Moral Hazard and Fiscal Gambling : An Analysis of Radical Tax Aggressiveness as a Survival Strategy in Multinational Corporations Facing Terminal Distress
DOI:
https://doi.org/10.65128/uang.v1i2.191Keywords:
Fiscal Gambling, Moral Hazard, Multinational Corporations, OECD Pillar Two, Tax Aggressiveness, Terminal DistressAbstract
During the period of global economic turmoil from 2020 to 2025, tax avoidance fundamentally transformed from a routine cost-efficiency effort into a vital element for corporate survival. For multinational corporations (MNCs) facing terminal distress, tax management often shifts toward fiscal gambling, where extreme tax aggressiveness is utilized to instantly secure internal liquidity and meet urgent short-term obligations. This research aims to analyze the shift in corporate tax strategies in response to debt market tightening and to identify the trade-off between instant cash savings and the inflated cost of capital resulting from information opacity. Employing a descriptive-analytical qualitative approach, the study positions financial metrics specifically ETR, CETR, BTD, and DTAX as signals of strategic managerial behavior reflecting the tension between fiscal obligations and survival.
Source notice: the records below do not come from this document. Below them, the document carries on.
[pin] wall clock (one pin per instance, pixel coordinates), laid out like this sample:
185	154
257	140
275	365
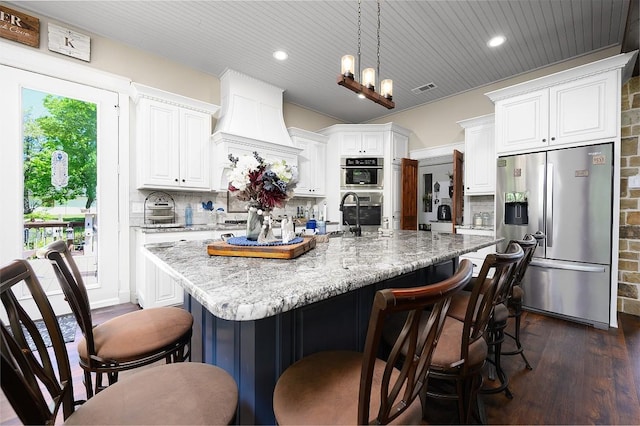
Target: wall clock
68	42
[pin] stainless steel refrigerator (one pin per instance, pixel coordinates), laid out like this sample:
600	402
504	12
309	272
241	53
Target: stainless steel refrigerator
567	194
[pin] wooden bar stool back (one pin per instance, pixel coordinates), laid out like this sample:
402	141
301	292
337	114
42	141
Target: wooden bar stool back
128	341
38	384
343	387
514	302
462	350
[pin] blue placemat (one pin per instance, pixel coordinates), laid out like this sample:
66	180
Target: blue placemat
242	241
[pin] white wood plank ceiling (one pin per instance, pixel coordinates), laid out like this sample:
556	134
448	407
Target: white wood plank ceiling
443	42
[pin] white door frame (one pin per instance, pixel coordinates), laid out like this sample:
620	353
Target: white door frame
47	65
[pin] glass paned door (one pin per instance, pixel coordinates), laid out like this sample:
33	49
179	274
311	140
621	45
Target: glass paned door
61	173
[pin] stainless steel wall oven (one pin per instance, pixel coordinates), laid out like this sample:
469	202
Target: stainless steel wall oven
362	173
370	210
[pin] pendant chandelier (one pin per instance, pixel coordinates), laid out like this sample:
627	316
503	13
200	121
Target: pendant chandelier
367	87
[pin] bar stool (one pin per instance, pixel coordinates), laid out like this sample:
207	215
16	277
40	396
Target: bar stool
39	384
514	303
128	341
347	387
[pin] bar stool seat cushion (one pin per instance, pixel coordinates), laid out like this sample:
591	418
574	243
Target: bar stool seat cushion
447	353
325	388
185	393
127	336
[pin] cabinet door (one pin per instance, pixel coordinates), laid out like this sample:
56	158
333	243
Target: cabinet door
479	160
195	159
522	122
400	147
320	164
372	144
351	145
159	148
584	109
305	163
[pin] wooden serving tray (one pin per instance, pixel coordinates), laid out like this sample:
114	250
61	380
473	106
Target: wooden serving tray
290	251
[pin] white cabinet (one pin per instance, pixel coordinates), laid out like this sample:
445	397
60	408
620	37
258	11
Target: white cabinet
584	109
154	287
312	162
358	144
173	147
399	147
388	141
570	107
479	155
522	122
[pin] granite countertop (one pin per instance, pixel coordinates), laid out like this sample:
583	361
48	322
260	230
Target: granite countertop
480	228
197	227
243	289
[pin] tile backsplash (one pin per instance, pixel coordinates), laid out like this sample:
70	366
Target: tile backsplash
219	200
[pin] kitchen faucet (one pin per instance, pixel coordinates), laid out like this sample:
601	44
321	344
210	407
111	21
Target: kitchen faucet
357	230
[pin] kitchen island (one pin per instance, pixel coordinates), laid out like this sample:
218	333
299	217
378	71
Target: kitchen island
255	317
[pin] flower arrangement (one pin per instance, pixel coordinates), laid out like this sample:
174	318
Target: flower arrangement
266	184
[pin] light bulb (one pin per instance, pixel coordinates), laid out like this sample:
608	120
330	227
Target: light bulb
348	66
386	88
369	78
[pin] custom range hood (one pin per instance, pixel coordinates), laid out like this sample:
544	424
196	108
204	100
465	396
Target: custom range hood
250	120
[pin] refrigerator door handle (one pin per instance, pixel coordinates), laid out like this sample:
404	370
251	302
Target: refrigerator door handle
567	266
549	236
541	197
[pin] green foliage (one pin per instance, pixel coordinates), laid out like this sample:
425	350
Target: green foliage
70	127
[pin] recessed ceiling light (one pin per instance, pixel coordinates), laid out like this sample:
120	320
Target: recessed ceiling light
496	41
280	55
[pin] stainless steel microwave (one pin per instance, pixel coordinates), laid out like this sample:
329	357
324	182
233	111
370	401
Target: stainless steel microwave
370	210
362	173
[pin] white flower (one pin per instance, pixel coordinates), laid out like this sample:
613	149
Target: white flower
239	175
282	170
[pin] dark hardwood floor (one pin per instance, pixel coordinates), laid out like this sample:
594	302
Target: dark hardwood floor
581	375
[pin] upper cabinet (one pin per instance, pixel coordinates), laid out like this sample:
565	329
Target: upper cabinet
399	146
311	162
570	107
362	144
479	155
173	147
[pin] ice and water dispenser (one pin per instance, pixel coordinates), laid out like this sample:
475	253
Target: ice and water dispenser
516	208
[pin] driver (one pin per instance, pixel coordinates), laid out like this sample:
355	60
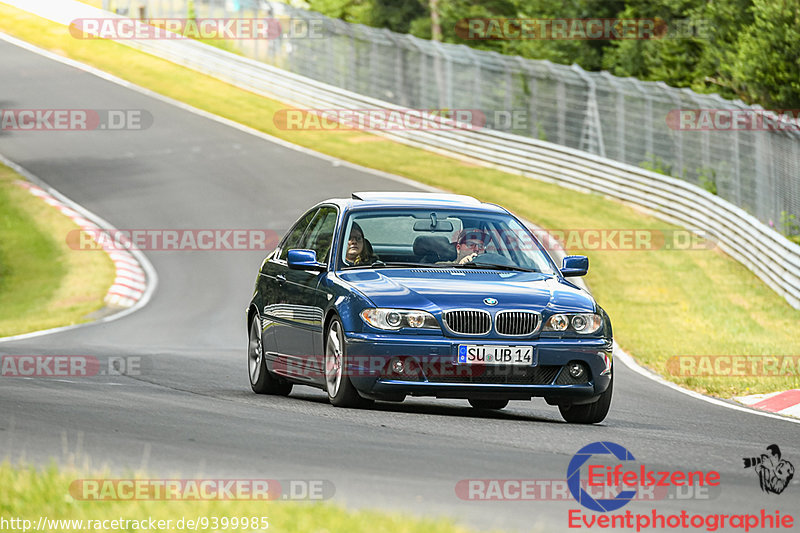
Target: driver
470	243
359	250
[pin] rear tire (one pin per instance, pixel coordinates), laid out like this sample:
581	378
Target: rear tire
488	404
262	381
341	391
590	413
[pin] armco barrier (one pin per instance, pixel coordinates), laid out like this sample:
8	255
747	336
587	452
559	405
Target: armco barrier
772	257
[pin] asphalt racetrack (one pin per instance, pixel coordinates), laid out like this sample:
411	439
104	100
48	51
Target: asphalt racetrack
191	411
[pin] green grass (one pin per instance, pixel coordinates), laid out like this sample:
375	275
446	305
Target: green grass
29	493
662	303
43	283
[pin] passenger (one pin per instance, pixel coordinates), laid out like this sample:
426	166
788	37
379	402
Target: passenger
470	244
359	249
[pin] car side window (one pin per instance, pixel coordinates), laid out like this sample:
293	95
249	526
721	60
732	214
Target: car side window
294	239
319	237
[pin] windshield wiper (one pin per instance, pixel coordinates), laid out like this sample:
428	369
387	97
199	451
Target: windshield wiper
470	264
394	264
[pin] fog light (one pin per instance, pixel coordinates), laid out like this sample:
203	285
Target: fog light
393	319
559	322
415	320
576	370
579	322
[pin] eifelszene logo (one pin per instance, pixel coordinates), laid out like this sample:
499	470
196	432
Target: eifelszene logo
774	473
625	478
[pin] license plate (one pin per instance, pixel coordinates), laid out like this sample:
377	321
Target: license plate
489	354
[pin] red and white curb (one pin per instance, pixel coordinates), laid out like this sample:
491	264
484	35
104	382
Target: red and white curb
783	403
130	283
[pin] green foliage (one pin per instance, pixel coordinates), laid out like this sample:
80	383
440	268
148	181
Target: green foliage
708	179
789	225
396	16
747	49
768	62
656	164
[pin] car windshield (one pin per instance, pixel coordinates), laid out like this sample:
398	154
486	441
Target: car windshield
442	239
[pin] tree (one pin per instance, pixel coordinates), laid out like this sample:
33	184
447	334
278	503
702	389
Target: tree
768	60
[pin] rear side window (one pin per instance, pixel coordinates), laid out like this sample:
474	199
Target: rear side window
294	239
319	236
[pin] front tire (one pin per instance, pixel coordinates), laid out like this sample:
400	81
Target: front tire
488	404
341	391
590	413
262	381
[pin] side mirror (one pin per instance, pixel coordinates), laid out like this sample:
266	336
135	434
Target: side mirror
304	260
573	265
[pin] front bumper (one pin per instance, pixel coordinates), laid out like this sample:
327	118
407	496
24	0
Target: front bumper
438	373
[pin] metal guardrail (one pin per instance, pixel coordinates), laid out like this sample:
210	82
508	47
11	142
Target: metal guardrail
768	254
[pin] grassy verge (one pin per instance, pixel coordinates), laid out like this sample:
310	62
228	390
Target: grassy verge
662	302
43	283
29	494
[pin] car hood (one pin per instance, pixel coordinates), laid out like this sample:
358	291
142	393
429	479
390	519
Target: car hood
436	289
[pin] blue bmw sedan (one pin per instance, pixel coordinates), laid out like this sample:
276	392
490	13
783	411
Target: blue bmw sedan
385	295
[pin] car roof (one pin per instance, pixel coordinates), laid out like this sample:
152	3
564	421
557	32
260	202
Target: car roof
413	199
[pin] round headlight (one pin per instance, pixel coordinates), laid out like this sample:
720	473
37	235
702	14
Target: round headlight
559	322
393	318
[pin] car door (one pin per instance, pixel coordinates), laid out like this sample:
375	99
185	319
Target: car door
300	340
272	278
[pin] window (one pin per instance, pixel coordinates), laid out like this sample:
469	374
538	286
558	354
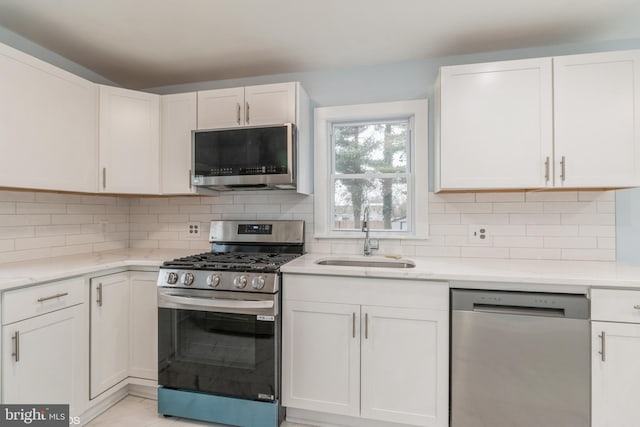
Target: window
371	155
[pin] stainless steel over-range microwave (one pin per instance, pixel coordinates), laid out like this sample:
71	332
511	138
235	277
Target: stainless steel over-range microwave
245	158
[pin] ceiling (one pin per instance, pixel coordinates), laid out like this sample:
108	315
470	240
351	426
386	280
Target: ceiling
149	43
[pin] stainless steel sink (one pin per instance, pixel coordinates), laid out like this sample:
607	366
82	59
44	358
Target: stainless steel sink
379	263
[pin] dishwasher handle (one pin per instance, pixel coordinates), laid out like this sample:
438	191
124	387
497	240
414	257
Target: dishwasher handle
564	306
518	310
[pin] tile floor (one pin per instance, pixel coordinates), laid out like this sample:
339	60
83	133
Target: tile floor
139	412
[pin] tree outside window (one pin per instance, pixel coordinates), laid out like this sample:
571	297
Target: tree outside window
371	166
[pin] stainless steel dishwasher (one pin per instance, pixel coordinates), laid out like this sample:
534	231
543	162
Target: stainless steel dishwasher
519	359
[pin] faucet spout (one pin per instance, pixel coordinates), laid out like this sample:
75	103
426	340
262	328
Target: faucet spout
365	229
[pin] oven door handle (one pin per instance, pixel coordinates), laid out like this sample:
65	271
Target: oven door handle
214	303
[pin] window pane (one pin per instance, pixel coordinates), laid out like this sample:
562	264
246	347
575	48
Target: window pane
387	198
371	147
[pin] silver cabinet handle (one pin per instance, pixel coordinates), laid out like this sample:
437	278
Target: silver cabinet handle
546	169
366	326
353	325
64	294
16	340
99	291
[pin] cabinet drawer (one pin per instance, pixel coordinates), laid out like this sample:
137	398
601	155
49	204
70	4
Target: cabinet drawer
35	300
615	305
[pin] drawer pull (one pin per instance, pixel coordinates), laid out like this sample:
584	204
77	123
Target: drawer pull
366	326
602	347
99	292
64	294
353	325
16	339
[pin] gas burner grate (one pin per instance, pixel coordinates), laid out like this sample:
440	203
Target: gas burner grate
232	261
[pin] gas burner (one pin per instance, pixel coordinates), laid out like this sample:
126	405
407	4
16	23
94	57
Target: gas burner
231	261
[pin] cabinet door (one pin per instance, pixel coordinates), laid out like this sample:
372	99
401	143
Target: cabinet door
496	125
270	104
405	368
614	383
143	342
221	108
48	126
129	141
321	357
44	359
597	117
178	120
110	315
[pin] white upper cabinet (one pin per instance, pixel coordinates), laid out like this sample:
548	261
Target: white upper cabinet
129	141
247	106
48	126
563	122
178	120
496	125
597	119
221	108
270	104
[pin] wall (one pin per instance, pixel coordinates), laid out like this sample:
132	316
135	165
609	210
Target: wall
534	225
39	225
628	226
545	225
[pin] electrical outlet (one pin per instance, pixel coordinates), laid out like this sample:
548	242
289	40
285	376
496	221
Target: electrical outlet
478	234
193	230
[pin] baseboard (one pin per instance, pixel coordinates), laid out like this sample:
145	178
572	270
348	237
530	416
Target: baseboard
138	387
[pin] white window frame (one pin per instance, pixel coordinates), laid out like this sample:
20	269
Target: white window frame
417	112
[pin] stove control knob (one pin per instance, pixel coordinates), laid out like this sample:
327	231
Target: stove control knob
187	279
172	278
213	280
240	282
258	282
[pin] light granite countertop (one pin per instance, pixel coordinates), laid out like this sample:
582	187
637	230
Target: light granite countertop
23	273
551	276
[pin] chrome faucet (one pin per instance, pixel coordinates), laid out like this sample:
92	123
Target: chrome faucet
365	228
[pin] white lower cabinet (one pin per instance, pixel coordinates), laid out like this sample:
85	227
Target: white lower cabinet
45	357
110	313
615	376
615	340
368	349
143	327
399	365
321	357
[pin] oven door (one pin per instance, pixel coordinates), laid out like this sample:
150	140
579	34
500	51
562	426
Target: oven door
222	345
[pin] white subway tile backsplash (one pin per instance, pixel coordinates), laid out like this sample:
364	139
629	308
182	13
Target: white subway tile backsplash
7	208
501	197
589	254
518	207
553	230
532	225
551	196
571	242
535	253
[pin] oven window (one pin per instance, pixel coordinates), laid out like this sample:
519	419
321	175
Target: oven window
226	354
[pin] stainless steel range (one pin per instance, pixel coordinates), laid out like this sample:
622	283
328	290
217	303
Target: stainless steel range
219	328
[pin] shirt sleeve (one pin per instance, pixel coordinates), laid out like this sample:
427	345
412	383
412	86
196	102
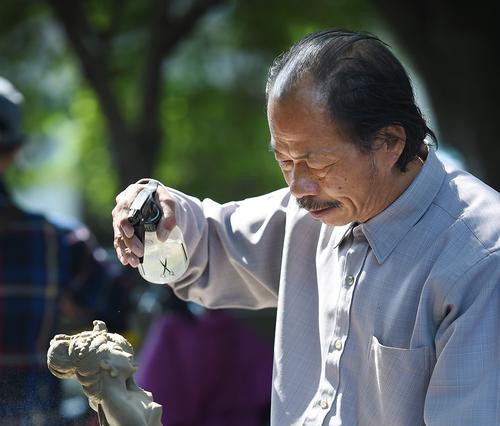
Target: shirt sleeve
235	250
465	384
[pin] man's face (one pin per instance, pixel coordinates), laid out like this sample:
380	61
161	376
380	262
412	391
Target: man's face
328	174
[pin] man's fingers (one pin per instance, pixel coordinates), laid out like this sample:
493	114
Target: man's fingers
168	220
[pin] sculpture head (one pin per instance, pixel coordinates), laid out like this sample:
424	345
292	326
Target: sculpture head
91	357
The results reveal that in emergency situations, supervisory boards may consciously endorse radical tax strategies as part of a restructuring plan to save the company from insolvency, reflecting a manifestation of moral hazard where short-term survival is prioritized over sustainable compliance. However, the study concludes that global regulatory frameworks, such as the OECD’s Pillar Two global minimum tax and digital fiscal monitoring, are increasingly constricting the latitude for such aggressive maneuvers. Ultimately, while these desperate maneuvers attempt to forestall insolvency, they often create a "vicious cycle" of heightened legal exposure and the erosion of market confidence, making transparent compliance an existential necessity for MNCs aiming to endure from 2025 onward.